# My Donkeys Arrived Yesterday



## BrayJunction

Here is my first BackYard Herd.   I have chickens, but of course they don't exactly qualify as a "herd."  I have cared for these donkeys when their owners were on vacation, so I already knew them somewhat.  They are mom, dad, and son.  The jacks are gelded.  They are overweight but I hope to work on that.  So far they are friendly, easily groomed, and I've watched the farrier trim them at their previous home. They did very well for the farrier.  I am hoping to train one to drive.  Will try to get better pics soon.


----------



## jodief100

How fun!  Nice looking donkeys.  Enjoy them!


----------



## daisychick

Congrats!!!  They are cute!


----------



## aggieterpkatie

I love donkeys!!


----------



## Bunnylady

Oh, how cute!

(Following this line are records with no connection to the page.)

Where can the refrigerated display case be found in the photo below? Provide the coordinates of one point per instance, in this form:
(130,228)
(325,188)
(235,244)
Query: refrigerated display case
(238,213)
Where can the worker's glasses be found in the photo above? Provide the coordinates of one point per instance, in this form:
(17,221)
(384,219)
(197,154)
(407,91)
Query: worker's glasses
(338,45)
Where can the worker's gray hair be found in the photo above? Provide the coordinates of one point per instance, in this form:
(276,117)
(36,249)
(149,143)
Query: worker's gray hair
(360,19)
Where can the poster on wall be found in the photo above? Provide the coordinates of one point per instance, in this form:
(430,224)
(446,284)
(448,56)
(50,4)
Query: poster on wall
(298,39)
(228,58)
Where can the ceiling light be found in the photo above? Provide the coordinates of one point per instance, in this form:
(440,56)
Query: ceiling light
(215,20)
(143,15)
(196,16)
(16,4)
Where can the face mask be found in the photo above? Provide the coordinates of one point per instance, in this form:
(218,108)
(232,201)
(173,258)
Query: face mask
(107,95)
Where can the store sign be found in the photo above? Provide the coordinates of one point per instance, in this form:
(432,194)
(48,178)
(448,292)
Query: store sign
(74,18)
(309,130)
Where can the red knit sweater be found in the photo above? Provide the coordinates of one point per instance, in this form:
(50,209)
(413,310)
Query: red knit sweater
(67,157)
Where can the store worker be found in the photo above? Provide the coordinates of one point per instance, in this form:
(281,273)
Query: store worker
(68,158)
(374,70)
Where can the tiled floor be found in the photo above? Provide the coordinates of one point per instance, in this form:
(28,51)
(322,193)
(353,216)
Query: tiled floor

Congrats!

I hate to say it, but you may be stuck with those bulgy "pones" of fat on your donkeys. Donkeys are notorious for not losing them once they form. I knew a very elderly jenny that had a broken-over crest from all the fat, who had visible ribs at the same time. 

("Good with the farrier" is HUGE! Lucky you!)


----------



## terrilhb

They are so cute. I want one. Good luck with them.


----------



## PattySh

They are really cute. I bet you will have fun with them.


----------



## BrayJunction

Bunnylady said:
			
		

> I hate to say it, but you may be stuck with those bulgy "pones" of fat on your donkeys. Donkeys are notorious for not losing them once they form


Yes, I know that once "crestfallen" always crestfallen. It's too bad, but I hope to at least get them in better shape.  Thanks, everyone, for the nice comments!


----------



## BoonesBain

Hi!  Your post caught my attention because I just went and bought a donkey sight unseen.  It turns out that the pictures weren't fluff, he's obese.  I've heard that it's hard to get weight off of them, but I'm going to do my darndest to get my fella into shape.  He and I have been walking daily up and down the pasture hill, increasing the number of times we make the trip, daily.  I realize that I'm equally out of shape so were working on it together.  How wonderful of you to take on this trio.  You have a lovely herd!


----------



## BrayJunction

Thanks for the nice comment!  I'm 2 1/2 months into it and it's hard for me to say whether mine have lost weight because they came with winter coats. Now that their coats are sleek and shiny, of course they look a lot thinner.  Maybe I'll post some pics soon and everyone can be the judge.  Have fun with your new donkey!


----------



## manybirds

PulletPalace said:
			
		

> Here is my first BackYard Herd.   I have chickens, but of course they don't exactly qualify as a "herd."  I have cared for these donkeys when their owners were on vacation, so I already knew them somewhat.  They are mom, dad, and son.  The jacks are gelded.  They are overweight but I hope to work on that.  So far they are friendly, easily groomed, and I've watched the farrier trim them at their previous home. They did very well for the farrier.  I am hoping to train one to drive.  Will try to get better pics soon.
> 
> http://www.backyardherds.com/forum/uploads/912_1_8.jpg http://www.backyardherds.com/forum/uploads/912_1_18.jpghttp://www.backyardherds.com/forum/uploads/912_1_13.jpg


woah! that 2nd pic makes me relize why there called wild a$$'s (and i said that word meaning the donkey version therefore it was  no cussing moderators and young ears lol)


----------



## BrayJunction

Luckily they weren't wild a$$es when the farrier came last Saturday.  It was our first experience with hoof trimming with no assistance since we got our herd and we were really nervous about how things would go.  While we've worked hard to get our donkeys feeling comfortable with being haltered (yeh clicker training!) they still don't lead well.  So when the farrier offered to work on each donkey where he/she was currently tied up, we were relieved.  The biggest problem we had was when I left a gate open and one of the donks walked out the gate, through the barn door, and into the yard!  Thankfully he stood still while I got hold of his halter and led him back into the barn.  Phew!


----------



## GoatCrazyLady

How cute! Have fun and enjoy.


----------



## lee&lyric

WOW, how exciting!  Hubby is convinced we need one (some) to pull the fam in a wagon for transportation.  Now something else I need to read up on.  I have no idea where we would even acquire them.  Was reading  Firefox 2 the other day and a 70 y/o lady was riding hers.  She's had him since he was 18 months old and as of the photo he's like 60 or some such age!  How cool is that?


----------



## allbyme

Once broken crest, always broken crest yes but I've known several donkeys that have been able to shed the fat deposits off  the body. Good luck, have fun, and remember these guys can practically live off air...


----------



## allbyme

WOW ! Lee&Lyric, that's awesome ! My favorite guy is now 8 yrs n I'm 38. Hope he is with me forever !


----------



## LadyIsabelle2011

Just realized Eyore was a crestfallen donkey...poor guy, once crestfallen, always crestfallen :/  (  )


All joking aside, Congrats on the donkeys, They are adorable


----------